Esto no desmiente el valor del buen ejemplo ni el del conocimiento adquirido por la vía del éxito que comprueba lo acertado de una política. Pero sí advierte contra la tentación de la fórmula, la receta o el sistema en la que se es tan proclive a caer cuando se debe planificar una acción futura, o un conjunto de acciones. William Burroughs decía que un escritor escribe acerca de lo que tiene delante en el momento de escribir. ¿Cómo? ¿Y la memoria? ¿Y la imaginación? ¿Depende todo de la percepción? En todo caso, es en el presente absoluto donde se juega y se decide cada partida. Y es por eso que, así como el mejor escritor será aquél que capte, en cualquier momento y más allá o más acá de cualquier prejuicio, lo que de veras está ocurriendo en cualquier situación, sus mejores aliados serán aquellos que, más acá o más allá de los condicionamientos de cada época o de los instrumentos que permiten hacer pronósticos, mejor perciban la relación concreta entre su obra y el tiempo en que le ha tocado nacer.
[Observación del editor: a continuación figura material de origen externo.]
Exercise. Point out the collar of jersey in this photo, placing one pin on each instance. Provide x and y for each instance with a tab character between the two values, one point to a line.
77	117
Personas concretas y no jurídicas, es decir, hombres y mujeres; editores y no editoriales, por poner un ejemplo, ya que son los individuos y no las instituciones que éstos animan o en las que prestan sus servicios los que cuentan con la percepción directa de las cosas, por más que luego puedan errar en su interpretación.
Lautréamont dejó escrito, y se lo ha citado mucho, que el gusto es el nec plus ultra de la inteligencia. Pues bien, el gusto pertenece precisamente a ese orden de la percepción directa que se anticipa a toda información, aun a la mejor, más completa y más actualizada base de datos con que ninguna organización pueda contar. El buen lector utiliza sus propios ojos. La clave o pista de cada obra está en su texto y no en el contexto social o cultural por el cual, procurando preverla según la generalidad, no se la ve en su carácter de excepción. Siendo así, los verdaderos aliados del escritor, agentes, editores, críticos o book doctors, se reconocerán por esta sola condición: la de estar ahí, ver en lugar de haber oído hablar. Denoel contrató a Céline sin esperar la opinión de nadie y Lindon ni siquiera a Beckett le permitió disuadirlo. Del mismo modo, al final del Libro de la Selva, mientras Bagheera y los elefantes bajo el mando del Coronel Hati colaboran en la búsqueda de Mowgli, el que acierta a atrapar al tigre por la cola en el momento oportuno es el oso, Baloo, fuera de programa pero dentro de la realidad, a la altura del evento único que es cada escrito.